Creating alone makes it easy to stake ownership. It has other benefits too. “If I had an engineer that was telling me, ‘Oh, was that a good take?’ or ‘that was a good take!’ I would’ve thrown away half the songs I have out already,” Ecru explained. He’s made music around people before to find that observation can be violent. Mistakes are doted over, bantered about, and treated without caution. It’s hard to give success the gratitude it deserves in the moment; it’s vulnerable. It’s even harder to give the creative process the leash length it needs underneath critical eyeballs. The whole thing killed his process, and he isn’t going to let it happen again. After music, Ecru has plenty of remaining creative aspiration. “I’d like to voice act or even make cartoons. A big thing people don’t get already with my music is I’m already voice acting.”

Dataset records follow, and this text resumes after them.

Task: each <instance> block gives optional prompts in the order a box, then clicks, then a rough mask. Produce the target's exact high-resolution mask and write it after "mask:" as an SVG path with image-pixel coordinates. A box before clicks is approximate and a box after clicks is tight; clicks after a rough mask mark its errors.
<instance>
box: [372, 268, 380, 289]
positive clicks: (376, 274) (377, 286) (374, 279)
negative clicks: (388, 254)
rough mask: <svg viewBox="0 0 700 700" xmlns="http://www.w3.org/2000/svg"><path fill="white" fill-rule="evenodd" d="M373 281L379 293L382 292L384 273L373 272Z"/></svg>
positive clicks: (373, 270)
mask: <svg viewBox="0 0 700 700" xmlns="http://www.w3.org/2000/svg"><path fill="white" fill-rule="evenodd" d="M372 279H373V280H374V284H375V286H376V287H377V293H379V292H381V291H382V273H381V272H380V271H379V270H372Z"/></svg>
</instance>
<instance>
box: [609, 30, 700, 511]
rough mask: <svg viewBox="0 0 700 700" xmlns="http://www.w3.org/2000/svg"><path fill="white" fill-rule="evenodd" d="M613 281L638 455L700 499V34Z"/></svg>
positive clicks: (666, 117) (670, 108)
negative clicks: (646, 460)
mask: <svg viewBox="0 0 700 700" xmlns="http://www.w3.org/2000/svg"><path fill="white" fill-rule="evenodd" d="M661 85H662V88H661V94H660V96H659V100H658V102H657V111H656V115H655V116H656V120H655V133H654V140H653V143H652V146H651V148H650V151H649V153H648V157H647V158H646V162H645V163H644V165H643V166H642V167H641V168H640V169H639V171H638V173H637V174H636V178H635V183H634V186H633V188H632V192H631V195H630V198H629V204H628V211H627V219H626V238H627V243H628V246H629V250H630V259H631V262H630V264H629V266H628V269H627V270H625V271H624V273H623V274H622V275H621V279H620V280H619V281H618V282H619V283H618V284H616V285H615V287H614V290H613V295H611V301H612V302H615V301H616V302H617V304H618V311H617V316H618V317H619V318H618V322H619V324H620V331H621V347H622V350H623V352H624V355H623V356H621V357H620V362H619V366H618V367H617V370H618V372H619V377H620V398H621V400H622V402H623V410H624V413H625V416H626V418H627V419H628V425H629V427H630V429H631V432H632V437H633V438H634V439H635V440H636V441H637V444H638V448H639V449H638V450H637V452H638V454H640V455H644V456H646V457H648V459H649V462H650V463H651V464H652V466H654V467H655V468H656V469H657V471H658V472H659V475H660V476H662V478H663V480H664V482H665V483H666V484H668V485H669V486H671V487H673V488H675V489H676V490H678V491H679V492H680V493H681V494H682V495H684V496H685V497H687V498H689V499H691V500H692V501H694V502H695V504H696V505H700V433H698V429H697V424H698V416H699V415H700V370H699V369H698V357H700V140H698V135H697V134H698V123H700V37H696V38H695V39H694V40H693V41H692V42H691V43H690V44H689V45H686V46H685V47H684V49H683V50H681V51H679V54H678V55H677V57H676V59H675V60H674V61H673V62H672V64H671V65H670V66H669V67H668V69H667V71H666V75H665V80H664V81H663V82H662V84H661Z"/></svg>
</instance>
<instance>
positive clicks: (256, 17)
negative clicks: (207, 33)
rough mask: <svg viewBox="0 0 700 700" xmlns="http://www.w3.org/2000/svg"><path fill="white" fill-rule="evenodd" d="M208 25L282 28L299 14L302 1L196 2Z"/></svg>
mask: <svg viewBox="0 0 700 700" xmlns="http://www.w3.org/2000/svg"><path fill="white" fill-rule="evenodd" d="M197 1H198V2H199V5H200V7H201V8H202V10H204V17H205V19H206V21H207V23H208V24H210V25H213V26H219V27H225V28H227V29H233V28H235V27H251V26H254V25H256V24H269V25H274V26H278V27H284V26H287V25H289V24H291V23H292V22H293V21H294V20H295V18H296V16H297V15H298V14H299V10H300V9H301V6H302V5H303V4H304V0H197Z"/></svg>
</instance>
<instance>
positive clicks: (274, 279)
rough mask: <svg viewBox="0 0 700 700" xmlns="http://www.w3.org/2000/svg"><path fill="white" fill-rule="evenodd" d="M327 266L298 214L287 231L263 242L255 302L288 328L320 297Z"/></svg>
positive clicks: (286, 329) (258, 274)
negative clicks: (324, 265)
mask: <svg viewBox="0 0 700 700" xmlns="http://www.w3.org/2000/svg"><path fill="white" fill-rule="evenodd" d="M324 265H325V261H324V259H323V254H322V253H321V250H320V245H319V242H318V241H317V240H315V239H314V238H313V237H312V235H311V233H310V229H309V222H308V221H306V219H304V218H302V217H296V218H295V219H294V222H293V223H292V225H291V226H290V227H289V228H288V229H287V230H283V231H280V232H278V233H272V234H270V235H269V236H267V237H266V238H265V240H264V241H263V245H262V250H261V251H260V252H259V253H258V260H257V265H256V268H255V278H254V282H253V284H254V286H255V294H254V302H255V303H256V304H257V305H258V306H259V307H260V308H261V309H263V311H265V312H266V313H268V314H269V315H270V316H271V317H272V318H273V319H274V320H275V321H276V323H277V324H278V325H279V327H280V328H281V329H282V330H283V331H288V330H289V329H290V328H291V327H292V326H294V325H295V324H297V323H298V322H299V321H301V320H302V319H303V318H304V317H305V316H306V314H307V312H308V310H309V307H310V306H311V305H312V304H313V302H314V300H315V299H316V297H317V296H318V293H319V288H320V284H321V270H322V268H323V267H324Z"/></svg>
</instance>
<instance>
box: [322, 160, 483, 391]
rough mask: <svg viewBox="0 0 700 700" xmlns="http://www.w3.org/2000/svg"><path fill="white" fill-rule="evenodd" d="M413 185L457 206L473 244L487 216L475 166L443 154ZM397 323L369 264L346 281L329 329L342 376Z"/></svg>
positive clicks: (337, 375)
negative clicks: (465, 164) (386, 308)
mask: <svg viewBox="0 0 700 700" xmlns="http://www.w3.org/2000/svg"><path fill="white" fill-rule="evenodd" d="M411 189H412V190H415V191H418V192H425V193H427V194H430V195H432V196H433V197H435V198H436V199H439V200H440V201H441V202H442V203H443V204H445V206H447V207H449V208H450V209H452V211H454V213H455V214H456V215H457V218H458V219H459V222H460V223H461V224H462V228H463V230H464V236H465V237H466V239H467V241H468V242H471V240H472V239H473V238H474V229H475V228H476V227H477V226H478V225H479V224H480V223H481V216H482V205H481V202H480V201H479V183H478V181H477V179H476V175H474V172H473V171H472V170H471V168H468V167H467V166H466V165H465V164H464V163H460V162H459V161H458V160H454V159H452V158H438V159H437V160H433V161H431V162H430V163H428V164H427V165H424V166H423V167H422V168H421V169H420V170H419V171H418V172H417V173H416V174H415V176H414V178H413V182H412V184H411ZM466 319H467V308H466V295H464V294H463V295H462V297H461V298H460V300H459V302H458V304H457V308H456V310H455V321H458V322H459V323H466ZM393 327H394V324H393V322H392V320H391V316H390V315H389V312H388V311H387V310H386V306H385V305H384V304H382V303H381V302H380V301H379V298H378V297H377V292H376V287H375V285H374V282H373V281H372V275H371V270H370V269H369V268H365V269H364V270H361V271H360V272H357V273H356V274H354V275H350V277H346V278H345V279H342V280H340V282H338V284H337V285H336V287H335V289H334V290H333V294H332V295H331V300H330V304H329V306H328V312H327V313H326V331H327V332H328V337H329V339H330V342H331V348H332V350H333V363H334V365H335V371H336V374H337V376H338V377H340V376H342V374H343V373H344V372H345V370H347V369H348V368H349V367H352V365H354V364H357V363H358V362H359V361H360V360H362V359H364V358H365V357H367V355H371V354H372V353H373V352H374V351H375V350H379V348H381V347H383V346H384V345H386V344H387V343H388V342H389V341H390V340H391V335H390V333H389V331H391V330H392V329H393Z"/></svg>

Che is a SoundCloud rapper, a part of the generation that’s past Napster and into community, authenticity, immediacy. “Within that I mean, I’m very impulsive when it comes to getting rid of music. I made some really dope songs a couple weeks ago, and because they haven’t seen the light of day yet, I’m already starting to lose hope in them,” he admonished, a plaything to the personal forces that underly creation.
Animals survive in nature by finding a niche. Species which fight for the obvious sources of energy are picked apart by competition or their own lack of vision. Che Ecru found his own pool in the prairie, and as an audience our great privilege will be to enjoy the fruits of his berries.